ShardingSphere > User Manual > ShardingSphere-Scaling > Build

Build

Build&Deployment

Execute the following command to compile and generate the ShardingSphere-Proxy binary package:

git clone --depth 1 https://github.com/apache/shardingsphere.git
cd shardingsphere
mvn clean install -Dmaven.javadoc.skip=true -Dcheckstyle.skip=true -Drat.skip=true -Djacoco.skip=true -DskipITs -DskipTests -Prelease

The binary packages:

/shardingsphere-distribution/shardingsphere-proxy-distribution/target/apache-shardingsphere-${latest.release.version}-shardingsphere-proxy-bin.tar.gz

Or get binary package from download page.

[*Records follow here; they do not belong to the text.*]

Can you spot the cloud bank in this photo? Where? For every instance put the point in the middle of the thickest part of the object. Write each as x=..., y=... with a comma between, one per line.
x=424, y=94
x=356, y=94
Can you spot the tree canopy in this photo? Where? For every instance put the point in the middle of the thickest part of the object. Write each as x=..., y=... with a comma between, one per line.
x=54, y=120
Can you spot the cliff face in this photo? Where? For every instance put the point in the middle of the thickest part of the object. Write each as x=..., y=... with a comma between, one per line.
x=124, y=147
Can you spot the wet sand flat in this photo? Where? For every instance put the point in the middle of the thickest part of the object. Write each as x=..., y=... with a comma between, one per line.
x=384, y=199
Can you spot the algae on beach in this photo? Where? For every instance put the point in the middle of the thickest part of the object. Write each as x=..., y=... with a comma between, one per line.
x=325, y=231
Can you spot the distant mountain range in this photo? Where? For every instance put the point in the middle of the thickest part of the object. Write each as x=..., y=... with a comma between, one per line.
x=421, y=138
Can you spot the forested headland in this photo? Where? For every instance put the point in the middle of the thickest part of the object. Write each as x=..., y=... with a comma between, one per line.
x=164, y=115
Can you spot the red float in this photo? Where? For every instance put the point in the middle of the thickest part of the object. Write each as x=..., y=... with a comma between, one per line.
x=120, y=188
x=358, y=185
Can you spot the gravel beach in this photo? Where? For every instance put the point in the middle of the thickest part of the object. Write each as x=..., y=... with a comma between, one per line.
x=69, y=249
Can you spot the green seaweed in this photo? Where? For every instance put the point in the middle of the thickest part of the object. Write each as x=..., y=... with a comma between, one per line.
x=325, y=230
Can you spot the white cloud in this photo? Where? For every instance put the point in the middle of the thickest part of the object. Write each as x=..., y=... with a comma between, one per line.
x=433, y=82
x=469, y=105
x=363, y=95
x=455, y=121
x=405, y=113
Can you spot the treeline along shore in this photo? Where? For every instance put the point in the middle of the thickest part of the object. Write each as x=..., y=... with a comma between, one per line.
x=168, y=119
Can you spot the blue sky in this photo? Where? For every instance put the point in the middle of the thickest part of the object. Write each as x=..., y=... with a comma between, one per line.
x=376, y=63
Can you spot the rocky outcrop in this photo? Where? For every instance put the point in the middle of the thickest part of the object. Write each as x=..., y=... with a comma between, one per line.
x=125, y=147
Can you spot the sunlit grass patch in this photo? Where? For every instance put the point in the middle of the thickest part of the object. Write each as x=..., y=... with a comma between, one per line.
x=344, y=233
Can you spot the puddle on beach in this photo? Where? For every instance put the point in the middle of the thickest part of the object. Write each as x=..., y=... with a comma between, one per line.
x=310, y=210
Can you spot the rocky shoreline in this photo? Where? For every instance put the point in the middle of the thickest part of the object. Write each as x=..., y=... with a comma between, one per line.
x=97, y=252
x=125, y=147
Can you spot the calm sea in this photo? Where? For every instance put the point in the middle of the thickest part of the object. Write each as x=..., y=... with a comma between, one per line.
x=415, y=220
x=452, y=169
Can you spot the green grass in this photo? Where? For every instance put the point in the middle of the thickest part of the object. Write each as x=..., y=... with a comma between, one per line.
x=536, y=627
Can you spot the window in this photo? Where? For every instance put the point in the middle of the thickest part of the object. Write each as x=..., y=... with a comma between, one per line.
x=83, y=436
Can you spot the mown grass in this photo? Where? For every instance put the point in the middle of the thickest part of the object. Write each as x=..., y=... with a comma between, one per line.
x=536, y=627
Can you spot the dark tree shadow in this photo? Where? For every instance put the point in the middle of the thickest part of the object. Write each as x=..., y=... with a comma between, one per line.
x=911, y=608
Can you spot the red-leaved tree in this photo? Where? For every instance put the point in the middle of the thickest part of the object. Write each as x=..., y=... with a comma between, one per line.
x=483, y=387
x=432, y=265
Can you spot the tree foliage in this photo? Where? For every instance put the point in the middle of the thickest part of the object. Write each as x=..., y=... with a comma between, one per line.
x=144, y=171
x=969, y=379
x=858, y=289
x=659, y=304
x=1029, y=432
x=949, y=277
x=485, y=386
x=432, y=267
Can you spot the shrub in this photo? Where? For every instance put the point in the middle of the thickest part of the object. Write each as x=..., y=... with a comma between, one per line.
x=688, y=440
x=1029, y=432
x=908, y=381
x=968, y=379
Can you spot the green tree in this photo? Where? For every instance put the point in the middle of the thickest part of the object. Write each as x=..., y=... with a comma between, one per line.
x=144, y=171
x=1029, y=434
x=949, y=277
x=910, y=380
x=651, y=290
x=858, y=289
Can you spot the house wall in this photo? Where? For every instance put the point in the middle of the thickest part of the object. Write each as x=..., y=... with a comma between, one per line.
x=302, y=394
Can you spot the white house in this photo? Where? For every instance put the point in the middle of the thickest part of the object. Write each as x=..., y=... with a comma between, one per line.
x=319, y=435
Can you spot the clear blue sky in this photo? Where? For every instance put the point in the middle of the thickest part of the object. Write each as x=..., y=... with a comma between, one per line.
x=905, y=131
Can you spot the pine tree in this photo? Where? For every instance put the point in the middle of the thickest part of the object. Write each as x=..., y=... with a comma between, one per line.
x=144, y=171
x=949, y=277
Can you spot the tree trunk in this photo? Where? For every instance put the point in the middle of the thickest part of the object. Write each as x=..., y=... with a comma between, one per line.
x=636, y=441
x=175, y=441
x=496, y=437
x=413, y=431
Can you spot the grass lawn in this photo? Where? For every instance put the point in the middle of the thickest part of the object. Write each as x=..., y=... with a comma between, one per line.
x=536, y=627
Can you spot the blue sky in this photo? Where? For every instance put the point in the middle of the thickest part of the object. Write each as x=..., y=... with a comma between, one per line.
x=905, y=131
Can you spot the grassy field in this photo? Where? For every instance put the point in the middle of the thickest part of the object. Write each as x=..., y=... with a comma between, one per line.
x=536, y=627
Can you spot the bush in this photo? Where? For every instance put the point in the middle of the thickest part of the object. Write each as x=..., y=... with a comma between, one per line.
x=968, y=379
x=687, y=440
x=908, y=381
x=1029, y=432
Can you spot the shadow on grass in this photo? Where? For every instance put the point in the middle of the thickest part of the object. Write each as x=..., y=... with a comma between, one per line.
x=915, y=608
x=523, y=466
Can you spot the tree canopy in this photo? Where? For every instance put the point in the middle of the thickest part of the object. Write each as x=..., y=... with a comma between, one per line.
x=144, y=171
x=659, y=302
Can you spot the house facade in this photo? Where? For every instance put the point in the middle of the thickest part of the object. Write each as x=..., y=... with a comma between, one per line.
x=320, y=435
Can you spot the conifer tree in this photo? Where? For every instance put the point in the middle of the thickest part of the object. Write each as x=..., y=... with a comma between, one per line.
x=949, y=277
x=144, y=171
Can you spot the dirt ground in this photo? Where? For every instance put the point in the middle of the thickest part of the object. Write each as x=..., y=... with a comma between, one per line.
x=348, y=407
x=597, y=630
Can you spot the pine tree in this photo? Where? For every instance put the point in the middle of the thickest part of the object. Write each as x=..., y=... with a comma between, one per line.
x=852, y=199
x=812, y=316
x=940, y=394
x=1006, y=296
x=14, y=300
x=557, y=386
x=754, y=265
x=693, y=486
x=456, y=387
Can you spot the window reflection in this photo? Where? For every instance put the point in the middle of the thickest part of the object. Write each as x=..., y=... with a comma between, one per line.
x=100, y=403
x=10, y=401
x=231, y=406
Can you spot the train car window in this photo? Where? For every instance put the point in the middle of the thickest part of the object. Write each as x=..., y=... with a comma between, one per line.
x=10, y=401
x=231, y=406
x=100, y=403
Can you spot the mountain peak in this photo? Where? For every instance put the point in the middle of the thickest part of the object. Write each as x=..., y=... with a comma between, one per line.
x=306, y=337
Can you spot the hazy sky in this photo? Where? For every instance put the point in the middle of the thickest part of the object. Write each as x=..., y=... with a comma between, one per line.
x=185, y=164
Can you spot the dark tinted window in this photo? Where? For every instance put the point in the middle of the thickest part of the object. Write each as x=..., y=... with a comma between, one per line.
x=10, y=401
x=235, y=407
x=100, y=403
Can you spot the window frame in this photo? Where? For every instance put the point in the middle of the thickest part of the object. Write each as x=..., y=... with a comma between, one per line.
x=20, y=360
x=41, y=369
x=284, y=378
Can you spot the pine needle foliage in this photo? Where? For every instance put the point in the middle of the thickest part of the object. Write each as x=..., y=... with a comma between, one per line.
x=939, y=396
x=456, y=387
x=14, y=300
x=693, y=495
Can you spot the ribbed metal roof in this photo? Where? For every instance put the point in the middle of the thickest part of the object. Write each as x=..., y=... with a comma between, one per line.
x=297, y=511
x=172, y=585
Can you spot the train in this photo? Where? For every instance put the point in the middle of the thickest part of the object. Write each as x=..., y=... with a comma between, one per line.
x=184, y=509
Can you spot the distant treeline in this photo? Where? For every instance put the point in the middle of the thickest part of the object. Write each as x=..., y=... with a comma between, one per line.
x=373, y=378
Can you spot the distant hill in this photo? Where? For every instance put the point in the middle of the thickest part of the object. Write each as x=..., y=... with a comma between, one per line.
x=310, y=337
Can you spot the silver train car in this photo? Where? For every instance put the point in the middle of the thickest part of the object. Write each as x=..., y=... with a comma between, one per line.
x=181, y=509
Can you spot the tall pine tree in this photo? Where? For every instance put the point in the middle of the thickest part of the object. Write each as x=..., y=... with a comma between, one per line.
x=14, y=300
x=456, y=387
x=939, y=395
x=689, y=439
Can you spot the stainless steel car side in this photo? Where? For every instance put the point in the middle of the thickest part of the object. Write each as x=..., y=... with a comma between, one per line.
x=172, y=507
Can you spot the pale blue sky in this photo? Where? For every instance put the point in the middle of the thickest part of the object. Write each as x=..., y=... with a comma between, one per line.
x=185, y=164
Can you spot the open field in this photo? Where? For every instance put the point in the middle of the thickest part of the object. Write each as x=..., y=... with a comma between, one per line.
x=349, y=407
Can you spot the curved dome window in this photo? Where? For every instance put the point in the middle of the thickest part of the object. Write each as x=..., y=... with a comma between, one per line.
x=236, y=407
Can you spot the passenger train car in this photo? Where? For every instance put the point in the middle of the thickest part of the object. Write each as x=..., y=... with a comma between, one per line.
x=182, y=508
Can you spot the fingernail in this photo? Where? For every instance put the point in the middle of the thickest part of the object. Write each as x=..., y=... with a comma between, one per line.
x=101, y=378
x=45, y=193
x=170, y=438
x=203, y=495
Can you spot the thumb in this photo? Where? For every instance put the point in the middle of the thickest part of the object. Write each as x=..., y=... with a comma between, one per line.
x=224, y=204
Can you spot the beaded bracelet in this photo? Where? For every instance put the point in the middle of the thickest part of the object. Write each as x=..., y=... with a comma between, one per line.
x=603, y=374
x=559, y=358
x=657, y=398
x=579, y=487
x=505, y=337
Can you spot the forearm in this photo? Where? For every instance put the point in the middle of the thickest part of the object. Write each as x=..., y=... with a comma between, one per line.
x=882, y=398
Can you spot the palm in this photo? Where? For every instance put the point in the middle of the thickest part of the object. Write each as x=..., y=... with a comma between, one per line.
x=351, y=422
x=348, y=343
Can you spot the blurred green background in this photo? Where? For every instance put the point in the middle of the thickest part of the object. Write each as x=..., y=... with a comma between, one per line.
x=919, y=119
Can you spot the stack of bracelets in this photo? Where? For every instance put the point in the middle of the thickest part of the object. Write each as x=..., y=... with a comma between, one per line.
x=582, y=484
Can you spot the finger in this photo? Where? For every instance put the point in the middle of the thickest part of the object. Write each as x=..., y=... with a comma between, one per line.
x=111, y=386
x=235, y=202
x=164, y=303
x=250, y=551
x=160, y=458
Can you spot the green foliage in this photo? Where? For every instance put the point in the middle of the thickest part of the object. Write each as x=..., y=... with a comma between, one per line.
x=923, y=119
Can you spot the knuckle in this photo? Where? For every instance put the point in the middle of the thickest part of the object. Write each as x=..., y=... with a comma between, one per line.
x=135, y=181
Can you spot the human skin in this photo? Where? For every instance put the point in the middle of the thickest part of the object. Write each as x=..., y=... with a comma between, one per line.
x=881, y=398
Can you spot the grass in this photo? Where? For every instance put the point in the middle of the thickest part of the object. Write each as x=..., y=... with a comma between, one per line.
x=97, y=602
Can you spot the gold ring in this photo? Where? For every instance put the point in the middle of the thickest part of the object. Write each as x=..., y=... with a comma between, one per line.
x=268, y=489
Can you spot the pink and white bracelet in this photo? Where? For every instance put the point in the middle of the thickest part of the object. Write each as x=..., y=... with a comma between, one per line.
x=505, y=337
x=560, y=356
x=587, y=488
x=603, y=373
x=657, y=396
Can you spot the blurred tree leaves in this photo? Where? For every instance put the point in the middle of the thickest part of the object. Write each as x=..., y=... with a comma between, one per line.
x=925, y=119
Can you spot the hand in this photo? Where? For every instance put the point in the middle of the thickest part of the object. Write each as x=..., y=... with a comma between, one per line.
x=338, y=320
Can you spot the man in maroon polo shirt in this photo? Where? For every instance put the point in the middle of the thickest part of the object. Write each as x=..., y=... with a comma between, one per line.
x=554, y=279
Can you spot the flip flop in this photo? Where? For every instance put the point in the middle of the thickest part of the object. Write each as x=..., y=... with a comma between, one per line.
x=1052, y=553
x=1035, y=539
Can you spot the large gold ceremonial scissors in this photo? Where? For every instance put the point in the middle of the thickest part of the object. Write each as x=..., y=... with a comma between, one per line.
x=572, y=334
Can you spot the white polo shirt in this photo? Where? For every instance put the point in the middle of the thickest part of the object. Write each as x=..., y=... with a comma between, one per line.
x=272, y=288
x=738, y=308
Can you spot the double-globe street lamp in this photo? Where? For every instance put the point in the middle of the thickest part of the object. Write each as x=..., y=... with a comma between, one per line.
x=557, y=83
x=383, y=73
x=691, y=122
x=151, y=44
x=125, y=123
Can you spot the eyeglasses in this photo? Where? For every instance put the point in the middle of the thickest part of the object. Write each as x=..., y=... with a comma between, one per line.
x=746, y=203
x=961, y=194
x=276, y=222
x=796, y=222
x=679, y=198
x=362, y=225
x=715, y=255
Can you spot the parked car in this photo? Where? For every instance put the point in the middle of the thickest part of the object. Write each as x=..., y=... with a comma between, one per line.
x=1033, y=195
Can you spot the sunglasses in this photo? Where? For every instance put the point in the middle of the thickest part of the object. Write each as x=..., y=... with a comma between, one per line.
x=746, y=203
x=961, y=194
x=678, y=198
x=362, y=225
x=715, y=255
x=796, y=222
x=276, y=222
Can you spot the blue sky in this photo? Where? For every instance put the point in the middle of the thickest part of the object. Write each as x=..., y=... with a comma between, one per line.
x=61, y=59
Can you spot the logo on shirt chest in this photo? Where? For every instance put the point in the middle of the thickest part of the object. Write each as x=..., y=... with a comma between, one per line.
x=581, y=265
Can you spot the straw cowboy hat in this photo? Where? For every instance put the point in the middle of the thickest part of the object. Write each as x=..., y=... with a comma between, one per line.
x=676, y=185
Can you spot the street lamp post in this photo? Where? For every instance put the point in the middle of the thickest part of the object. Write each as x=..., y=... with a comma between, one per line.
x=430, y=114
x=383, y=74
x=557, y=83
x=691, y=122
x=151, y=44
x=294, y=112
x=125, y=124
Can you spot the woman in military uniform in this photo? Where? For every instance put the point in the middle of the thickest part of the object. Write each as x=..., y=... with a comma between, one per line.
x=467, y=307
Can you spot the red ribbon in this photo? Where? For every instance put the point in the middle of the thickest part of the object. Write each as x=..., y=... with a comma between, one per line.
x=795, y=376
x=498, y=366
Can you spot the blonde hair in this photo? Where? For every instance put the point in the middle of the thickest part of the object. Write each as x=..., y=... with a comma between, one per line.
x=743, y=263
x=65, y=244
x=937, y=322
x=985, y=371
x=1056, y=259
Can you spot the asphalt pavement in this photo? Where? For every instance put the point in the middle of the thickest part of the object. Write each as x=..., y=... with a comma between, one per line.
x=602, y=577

Scaling is an experimental feature, if scaling job fail, you could try nightly version, click here to download nightly build.

Unzip the proxy distribution package, modify the configuration file conf/config-sharding.yaml. Please refer to proxy startup manual for more details.
Modify the configuration file conf/server.yaml. Please refer to Mode Configuration for more details. Type of mode must be Cluster for now, please start the registry center before running proxy.

Configuration Example:

mode:
  type: Cluster
  repository:
    type: ZooKeeper
    props:
      namespace: governance_ds
      server-lists: localhost:2181
      retryIntervalMilliseconds: 500
      timeToLiveSeconds: 60
      maxRetries: 3
      operationTimeoutMilliseconds: 500
  overwrite: false

Enable scaling

Way 1. Modify scalingName and scaling configuration in conf/config-sharding.yaml.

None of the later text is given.